For the second time in the span of one month, I have encountered a movie that was not made for me. Ready Player One, along with A Wrinkle in Time, both offer valid interpretations of their very popular books. However, both movies left me cold and in many instances actively worked against me getting into the film.
Ready Player One is about a young man named Wade Watts (Tye Sheridan) who like everyone else in the world goes into the OASIS to escape. He has friends Aech, Daito, Sho, and meets Art3mis as all of them are trying to get the three keys to win the contest Halladay has created in the OASIS.
IOI, a greedy corporation headed by a former Halladay intern (Ben Mendelsohn) wants to be able to monetize the game nearly to the point of causing seizures but not that far. It becomes a battle that has more than just pride on the line and the characters fight for their lives to ensure their world will survive.
Steven Spielberg knows and understands spectacle better than most, so I’m not surprised that the action in Ready Player One is aesthetically pleasing (save one sequence in the dance club). He does well to blend the CGI worlds and human worlds to deliver some superb sequences. There is a sequence that takes place entirely in the location of a famous movie and it is just brilliant in its execution.

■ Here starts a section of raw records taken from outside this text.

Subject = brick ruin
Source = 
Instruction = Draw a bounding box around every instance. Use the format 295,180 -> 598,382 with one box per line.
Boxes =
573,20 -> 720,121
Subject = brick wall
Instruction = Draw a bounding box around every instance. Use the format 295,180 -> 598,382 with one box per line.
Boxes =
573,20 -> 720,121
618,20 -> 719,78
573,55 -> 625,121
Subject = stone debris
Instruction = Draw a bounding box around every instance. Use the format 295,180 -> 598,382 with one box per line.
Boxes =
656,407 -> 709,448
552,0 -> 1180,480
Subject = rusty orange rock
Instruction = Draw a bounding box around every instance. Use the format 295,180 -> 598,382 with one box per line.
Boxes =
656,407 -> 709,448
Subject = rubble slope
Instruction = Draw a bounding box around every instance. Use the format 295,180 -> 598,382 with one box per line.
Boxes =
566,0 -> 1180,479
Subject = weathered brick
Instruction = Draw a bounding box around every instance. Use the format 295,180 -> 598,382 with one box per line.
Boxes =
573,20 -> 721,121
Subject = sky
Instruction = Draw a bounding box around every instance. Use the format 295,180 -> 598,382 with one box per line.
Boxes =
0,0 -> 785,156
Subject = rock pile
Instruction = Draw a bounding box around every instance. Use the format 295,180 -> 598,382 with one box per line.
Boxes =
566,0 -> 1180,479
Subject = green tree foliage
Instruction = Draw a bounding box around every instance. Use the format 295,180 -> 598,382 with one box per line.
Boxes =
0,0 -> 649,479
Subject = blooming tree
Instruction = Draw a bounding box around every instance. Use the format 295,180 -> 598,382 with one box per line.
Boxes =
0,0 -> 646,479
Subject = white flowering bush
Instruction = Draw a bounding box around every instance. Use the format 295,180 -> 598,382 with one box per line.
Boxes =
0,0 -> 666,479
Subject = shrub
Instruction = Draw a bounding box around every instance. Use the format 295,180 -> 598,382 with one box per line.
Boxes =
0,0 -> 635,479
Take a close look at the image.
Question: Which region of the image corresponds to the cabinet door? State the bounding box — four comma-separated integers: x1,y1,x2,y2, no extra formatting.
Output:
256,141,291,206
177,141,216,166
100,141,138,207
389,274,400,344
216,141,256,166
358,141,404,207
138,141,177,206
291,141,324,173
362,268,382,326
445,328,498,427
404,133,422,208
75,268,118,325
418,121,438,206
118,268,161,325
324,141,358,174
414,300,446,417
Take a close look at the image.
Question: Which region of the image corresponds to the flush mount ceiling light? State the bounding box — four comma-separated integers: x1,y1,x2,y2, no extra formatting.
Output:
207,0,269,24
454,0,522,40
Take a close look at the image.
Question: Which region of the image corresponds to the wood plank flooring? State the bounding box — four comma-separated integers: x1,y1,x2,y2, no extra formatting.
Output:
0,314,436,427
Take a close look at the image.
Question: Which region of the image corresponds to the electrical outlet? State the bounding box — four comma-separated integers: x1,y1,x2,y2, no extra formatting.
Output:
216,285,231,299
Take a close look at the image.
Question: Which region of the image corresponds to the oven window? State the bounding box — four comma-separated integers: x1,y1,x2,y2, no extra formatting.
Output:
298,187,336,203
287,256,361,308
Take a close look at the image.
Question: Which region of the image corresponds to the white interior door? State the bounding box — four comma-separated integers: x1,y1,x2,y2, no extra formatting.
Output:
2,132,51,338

Where this movie falls apart is that it doesn’t interrogate itself the way that it interrogates the corporate interest v. fan interest. Much is made of how Halladay wanted everyone to have something good and fun, what games used to be. In many ways, this is a story meant to coddle gamers and serve as a “aren’t we great!” tale. But what of the rougher interpersonal issues it chooses to ignore? Nobody is called a racial, sexist, or homophobic slur, which let me know right away we were in a fantasy land.
Perhaps most egregiously, the movie cannot shake free of the shackles of being written by straight white nerdy men. So many of the people who watch this movie are going to have no issues with the many many ways this movie adheres to the status quo. Not with the manic pixie dream girl, not with the tokenized minorities, none of it. There’s a particular character reveal that is so bafflingly stupid in how it strokes the egos and fantasies of the people like it’s creators that I couldn’t help but roll my eyes. There are so many times that Ready Player One could have wrestled with its nostalgia love or more problematic elements, but instead it’s just a movie with no there there.